A validated head-and-neck biomechanical model was used to induce clinical deformations in patient kVCT data (source), outputting known ground truth deformation vector fields (DVFs) and simulated CTs of deformed anatomy (target). The source and target were registered repeatedly using an in-house optical flow DIR, systematically sampling the registration parameter space, and producing TREs and data volumes deformed according to the DIR DVF (warp). Normalized mutual information (NMI) was chosen as the test ISM. The cost function variables (CFV) were also systematically sampled to characterize their effect on the CFR. Sub-volume analysis was performed on the data, defined by structures of interest in the head-and-neck region.

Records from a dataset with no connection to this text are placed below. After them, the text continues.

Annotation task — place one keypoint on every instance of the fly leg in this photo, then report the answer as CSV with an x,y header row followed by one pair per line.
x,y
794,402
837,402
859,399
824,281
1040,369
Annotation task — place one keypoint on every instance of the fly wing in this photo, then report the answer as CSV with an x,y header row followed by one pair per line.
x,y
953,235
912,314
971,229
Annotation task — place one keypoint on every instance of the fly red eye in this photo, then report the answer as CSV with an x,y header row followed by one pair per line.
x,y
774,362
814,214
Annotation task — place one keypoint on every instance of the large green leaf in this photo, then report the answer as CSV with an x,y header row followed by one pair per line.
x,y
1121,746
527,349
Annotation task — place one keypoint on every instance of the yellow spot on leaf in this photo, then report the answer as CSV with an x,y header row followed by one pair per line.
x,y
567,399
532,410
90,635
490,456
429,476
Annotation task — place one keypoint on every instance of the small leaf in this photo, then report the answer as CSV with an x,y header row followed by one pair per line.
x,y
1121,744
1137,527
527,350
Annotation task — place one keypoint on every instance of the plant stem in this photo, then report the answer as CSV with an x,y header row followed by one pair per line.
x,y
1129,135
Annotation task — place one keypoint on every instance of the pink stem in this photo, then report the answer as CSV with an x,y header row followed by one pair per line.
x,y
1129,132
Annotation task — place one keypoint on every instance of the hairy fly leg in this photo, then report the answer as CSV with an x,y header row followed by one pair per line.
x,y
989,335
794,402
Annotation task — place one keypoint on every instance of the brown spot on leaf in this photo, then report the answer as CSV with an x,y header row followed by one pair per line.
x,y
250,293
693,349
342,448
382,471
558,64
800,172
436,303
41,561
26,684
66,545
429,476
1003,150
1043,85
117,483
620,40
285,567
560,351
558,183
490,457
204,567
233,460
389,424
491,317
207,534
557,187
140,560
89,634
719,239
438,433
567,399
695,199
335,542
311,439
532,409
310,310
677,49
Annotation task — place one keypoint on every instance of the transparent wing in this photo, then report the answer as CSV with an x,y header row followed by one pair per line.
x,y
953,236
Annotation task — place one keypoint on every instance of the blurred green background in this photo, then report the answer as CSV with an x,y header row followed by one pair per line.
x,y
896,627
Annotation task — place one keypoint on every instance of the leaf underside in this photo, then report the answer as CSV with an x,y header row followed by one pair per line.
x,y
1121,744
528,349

Strong inverse correlation was observed between the TRE and CFR when the data was subdivided around specific structures like the PTV, parotids, and mandible, reaching values of −0.95. The CFR slope changed by an order of magnitude by manipulating the CFV. Response and correlation were improved by adjusting on a structure specific basis. The CFR achieved a predominantly convex response, which should facilitate its use as an energy term in an optimization scheme.


Replacing the time consuming, manually placed landmark assessment methodology is necessary for patient and site specific registration optimization to be clinically feasible. The proposed cost function is a promising alternative for fast, fully automated DIR performance quantification.